We asked whether the three CTCF sites separating the Wap super-enhancer from Ramp3 have any inherent insulating capacity and deleted them in mice using CRISPR/Cas9 gene editing (Fig. 4a). Loss of CTCF binding in the different mutants was confirmed by ChIP-seq experiments (Fig. 4b). Next, we investigated the impact of individual deletions on the expression of Wap and Ramp3 in mammary tissue (Fig. 4d). None of the individual or combined deletions impacted Wap expression at the onset of lactation (Fig. 4d). However, a differential impact on the neighbouring Ramp3 gene was obtained (Fig. 4d). While loss of sites C or D was inconsequential for Ramp3 expression, loss of site E resulted in an approximately five-fold induction of Ramp3 (Fig. 4d). Even though site E seems to be the only one to individually muffle Wap super-enhancer activity, we also investigated the consequences upon loss of all three sites. The combined loss of these sites resulted in an approximately seven-fold increase of Ramp3 mRNA (Fig. 4d). This suggests that sites C and D have measurable biological activity only in the context of site E. Although milk-secreting cells constitute the vast majority of mammary epithelium during lactation, it is possible that Ramp3 is expressed at significant levels in other cell types. To account for this, we analysed Wap and Ramp3 mRNA levels in mammary tissue from non-parous mice (Fig. 4e). The combined loss of CTCF sites C, D and E did not significantly alter the expression of Wap and Ramp3 genes in mammary tissue from virgin mice, suggesting that the transcriptional activation of the Ramp3 gene during pregnancy is the result of Wap enhancer activity.
We further examined the possibility that this induction was the result of an expansion of Wap super-enhancer structures. Notably, the combined loss of sites C, D and E resulted in elevated H3K27ac over the Ramp3 gene (Fig. 5a). De novo H3K27ac acquisition was preferentially obtained in the first intron of Ramp3 and coincided with increased CTCF binding in these mutants (Fig. 6b). We also observed an expansion of H3K27ac in mammary tissue lacking only site C, which directly borders the Wap super-enhancer. However, this enhanced H3K27ac, which extended to site E, was without measurable consequences on gene expression (Fig. 4d). The H3K27ac pattern at the Bcl6 locus served as control accommodating variations between samples (Fig. 5b). Densitometry of H3K27ac occupancy supported the expansion of enhancer marks into the Ramp3 locus (Fig. 5c,d).
ChIP-seq was used to identify changes of H3K27ac due to mutated CTCF-binding sites. (a) Deletion of CTCF site C resulted in the expansion of H3K27ac associated with the Wap super-enhancer (red bar). This was not observed upon loss of sites D or E. The combined loss of sites C, D and E resulted also in an expansion of H3K27ac and was particular strong at a specific site in the first intron of Ramp3 (normalized to 10 million reads) (red bar). (b) H3K27ac intensity was equivalent in the unrelated Bcl6 locus. (c) H3K27ac profiles of the Wap-Ramp3 locus based on the data shown in a.

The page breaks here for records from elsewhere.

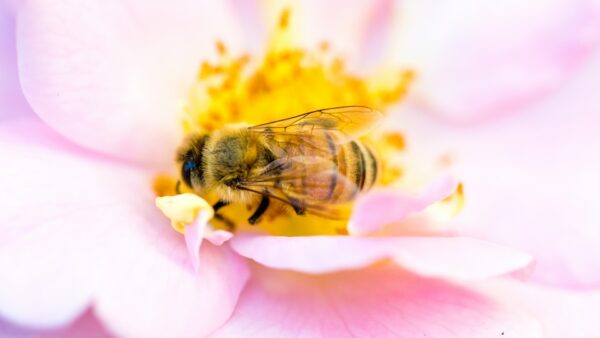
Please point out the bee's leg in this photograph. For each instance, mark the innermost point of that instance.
(262, 207)
(219, 205)
(229, 223)
(297, 205)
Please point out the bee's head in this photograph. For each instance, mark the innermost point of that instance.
(190, 160)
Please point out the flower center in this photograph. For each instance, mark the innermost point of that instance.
(287, 81)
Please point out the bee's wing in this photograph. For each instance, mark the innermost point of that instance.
(351, 121)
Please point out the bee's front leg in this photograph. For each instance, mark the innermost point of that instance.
(262, 207)
(220, 204)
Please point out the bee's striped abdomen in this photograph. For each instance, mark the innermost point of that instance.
(354, 170)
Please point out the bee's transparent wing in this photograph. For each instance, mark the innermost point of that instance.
(348, 121)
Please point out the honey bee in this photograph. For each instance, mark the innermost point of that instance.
(312, 162)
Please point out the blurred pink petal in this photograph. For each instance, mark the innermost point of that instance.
(386, 206)
(218, 237)
(86, 326)
(375, 302)
(78, 230)
(475, 58)
(561, 313)
(531, 180)
(111, 75)
(443, 257)
(194, 233)
(12, 102)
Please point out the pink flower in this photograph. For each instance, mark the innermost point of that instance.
(82, 241)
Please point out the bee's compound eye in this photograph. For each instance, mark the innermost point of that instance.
(186, 171)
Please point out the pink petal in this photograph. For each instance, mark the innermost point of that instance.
(475, 59)
(375, 302)
(444, 257)
(111, 75)
(78, 230)
(193, 239)
(531, 181)
(87, 326)
(562, 313)
(218, 237)
(12, 102)
(383, 207)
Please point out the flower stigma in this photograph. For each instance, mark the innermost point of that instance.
(287, 80)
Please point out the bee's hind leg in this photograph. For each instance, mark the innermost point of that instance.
(262, 207)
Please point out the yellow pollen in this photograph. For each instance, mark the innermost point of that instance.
(221, 49)
(284, 19)
(164, 185)
(182, 209)
(288, 80)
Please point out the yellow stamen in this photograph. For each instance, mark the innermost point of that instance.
(182, 209)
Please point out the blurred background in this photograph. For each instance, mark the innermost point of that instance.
(505, 94)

Green, WT pattern; red, ΔC. The degree of H3K27ac in mutants was elevated between CTCF sites C and E confirming the expansion of H3K27ac (normalized to 10 million reads). (d) H3K27ac profiles of the data shown in a. WT is shown in green, ΔCDE in red. H3K27ac marks spread from site E to the second exon of Ramp3 (normalized to 10 million reads).

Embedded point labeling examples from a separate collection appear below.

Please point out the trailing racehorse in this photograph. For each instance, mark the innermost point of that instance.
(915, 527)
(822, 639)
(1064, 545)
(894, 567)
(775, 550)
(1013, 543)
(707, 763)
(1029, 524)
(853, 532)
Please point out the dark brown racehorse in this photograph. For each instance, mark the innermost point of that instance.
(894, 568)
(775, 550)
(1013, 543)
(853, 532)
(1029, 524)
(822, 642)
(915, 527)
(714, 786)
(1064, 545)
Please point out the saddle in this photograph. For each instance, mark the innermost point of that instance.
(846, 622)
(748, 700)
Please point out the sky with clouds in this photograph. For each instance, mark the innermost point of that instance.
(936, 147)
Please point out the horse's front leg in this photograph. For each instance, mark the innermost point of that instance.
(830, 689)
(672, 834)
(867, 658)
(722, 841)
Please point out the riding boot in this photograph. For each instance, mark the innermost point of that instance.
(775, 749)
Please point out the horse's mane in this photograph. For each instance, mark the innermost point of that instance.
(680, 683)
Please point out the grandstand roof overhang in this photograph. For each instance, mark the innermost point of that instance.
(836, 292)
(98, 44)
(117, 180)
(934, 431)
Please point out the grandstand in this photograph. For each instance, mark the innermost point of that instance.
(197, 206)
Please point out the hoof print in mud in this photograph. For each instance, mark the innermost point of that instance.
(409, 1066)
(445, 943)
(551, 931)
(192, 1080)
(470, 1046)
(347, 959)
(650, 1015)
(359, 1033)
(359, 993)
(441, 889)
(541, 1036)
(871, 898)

(a) 4C data at the Tbrg4-Wap-Ramp3 locus were obtained from wild type lactating mammary tissue. The anchor region located over the third enhancer (S3) is shaded in grey. The lower panel shows CTCF-binding sites in the Tbrg4-Wap-Ramp3 locus. 4C interactions occurred between the first intron of Ramp3 and the anchor region (red asterisk). (b) 4C signal within the first intron of Ramp3. Intronic 4C interactions in wild type (blue) were absent in ΔS3 mutants (green) and increased in ΔCDE mutants (red). The lower panel shows increased CTCF binding to the intronic site in ΔE and ΔCDE mutants along with an increase in H3K27ac.
RNAs associated with enhancers (eRNAs) tend to reflect their activities43. To determine whether increased expression of Ramp3 in mammary tissue lacking CTCF site E was caused by altered Wap super-enhancer activity, we examined eRNA levels. Total RNA-seq established the eRNA pattern over S3, the predominant constituent enhancer within the super-enhancer (Fig. 7). Transcripts coincided with S3 and two additional STAT5-binding sites, which were also associated with H3K27ac marks as well as Pol II binding. Using 5′ and 3′ RACE we determined the exact structure of the eRNA emanating from S3 (Fig. 7a, Supplementary Note 2). S3 eRNA levels were determined by qRT–PCR and no significant differences were observed between wild type and the three mutant tissues (Fig. 7b). This suggests that loss of CTCF sites flanking the super-enhancer does not affect its overall activity but rather extends its sphere of influence.
(a) Structure of the S3 region of the super-enhancer. Site S3 is characterized by STAT5 binding, extensive H3K27ac, Pol II binding (GSE74826) and the presence of eRNAs (based on total RNA-seq data). Transcripts coincided with site S3 and additional STAT5-binding sites. An eRNA associated with S3 was identified and characterized using 5′ and 3′ RACE (Supplementary Note 2). (b) No statistically significant differences in S3 eRNA levels between mammary tissue from wild type and the mutants were observed. One-way ANOVA with multiple comparison and alpha 0.01 was applied (P=0.26). Results are shown as the means±s.e.m. of independent biological replicates; ΔC n=9 (−/−); ΔD n=5 (−/−); ΔE n=6 (−/−); ΔCDE n=3 (−/−).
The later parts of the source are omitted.